Yeah, that makes sense. I was in Baldy Mesa, between Apple Valley and Phealand(sp?). It was all due to be paved; just a matter of time.
For some the notion that you can never go home is mental thing. Sure, you can go back to your parents house in the town you grew up in with the neighbors that knew you as a kid but... It won't ever be the same.
Me? My family didn't claim a place. We had family in 3 states with roots but we traveled. My parents were truckers and we followed the work. It wasn't until I was 11 years old that we landed where we did.
The winters are harsh here. It makes me long for the desert. It doesn't exist.
The summers are too wet here. It makes me long for the desert. It doesn't exist.
The spring is to dry here. It makes me long for the desert. It doesn't exist.
The fall is too wet here. It makes me long for the desert. It doesn't exist.
The desert is tamed. I have no home to return to.
I've been out towards Apple Valley a few times. BEAUTIFUL area in terms of desert. I can see why you have such strong nostalgia for it
I remember it being the middle of fucking nowhere. And that was the best part. It was 18 months, maybe 2 years of my formative life. The key word being formative. Nothing after my desert has ever made me care to return.
Nothing after my desert has ever made me care to return.

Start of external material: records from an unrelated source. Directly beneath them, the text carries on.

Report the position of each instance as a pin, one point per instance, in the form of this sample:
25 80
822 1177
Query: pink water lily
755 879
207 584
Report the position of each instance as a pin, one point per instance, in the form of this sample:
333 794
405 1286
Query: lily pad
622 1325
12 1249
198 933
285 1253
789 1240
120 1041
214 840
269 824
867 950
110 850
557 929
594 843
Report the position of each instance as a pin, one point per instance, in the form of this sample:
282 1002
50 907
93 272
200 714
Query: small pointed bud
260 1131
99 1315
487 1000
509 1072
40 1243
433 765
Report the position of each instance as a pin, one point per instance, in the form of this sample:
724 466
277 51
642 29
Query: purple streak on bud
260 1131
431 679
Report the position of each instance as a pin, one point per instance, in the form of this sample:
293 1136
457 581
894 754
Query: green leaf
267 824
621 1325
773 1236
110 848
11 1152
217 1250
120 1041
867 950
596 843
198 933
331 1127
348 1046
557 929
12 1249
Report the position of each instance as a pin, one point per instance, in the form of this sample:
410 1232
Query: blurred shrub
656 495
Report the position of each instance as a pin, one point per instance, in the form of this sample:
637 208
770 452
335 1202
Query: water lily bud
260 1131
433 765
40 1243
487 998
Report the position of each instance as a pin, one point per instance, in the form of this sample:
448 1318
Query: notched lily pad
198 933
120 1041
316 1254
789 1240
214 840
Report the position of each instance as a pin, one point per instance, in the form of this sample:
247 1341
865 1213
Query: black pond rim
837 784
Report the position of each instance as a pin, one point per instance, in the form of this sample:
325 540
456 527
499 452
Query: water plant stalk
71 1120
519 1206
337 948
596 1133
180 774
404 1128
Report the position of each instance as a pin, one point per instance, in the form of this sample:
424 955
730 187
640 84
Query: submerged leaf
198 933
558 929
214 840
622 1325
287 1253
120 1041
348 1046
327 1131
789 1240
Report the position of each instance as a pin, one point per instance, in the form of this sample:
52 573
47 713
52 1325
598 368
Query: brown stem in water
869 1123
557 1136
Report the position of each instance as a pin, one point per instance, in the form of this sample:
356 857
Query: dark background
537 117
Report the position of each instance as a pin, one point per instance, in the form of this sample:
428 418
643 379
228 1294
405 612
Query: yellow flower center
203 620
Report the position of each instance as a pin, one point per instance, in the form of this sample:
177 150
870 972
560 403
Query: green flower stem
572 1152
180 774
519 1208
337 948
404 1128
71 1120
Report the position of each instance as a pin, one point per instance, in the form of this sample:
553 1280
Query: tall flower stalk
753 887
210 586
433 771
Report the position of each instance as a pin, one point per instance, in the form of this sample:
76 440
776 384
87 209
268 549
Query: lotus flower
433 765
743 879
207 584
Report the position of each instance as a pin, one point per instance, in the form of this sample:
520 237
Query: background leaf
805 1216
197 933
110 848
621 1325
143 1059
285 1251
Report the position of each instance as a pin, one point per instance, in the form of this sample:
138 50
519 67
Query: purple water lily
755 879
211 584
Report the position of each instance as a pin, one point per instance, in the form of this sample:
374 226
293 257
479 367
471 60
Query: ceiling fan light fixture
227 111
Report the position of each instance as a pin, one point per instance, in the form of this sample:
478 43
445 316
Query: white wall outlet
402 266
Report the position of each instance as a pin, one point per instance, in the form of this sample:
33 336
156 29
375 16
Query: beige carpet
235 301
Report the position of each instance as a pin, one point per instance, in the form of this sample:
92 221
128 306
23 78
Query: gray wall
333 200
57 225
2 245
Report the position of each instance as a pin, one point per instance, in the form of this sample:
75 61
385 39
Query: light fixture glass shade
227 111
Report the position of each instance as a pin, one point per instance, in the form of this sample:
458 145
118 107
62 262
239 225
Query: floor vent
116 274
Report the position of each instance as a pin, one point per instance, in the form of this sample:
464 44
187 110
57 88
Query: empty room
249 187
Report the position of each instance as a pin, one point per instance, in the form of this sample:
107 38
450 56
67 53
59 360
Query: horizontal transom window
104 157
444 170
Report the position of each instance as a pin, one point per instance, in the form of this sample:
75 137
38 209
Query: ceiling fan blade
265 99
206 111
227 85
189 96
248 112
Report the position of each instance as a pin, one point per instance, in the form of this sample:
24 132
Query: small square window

Trust me. I get that. El Monte doesn't look anything like it did when I left, but even with my memories of it, I would never want to return. No part of the San Gabriel Valley looks like it used to, honestly. I prefer to keep my memories locked in that frozen moment. Much like my memories of Portland/Vancouver now. I hate what it has become, and prefer to remember it for the period when I first got there when it was still green and wet and nice.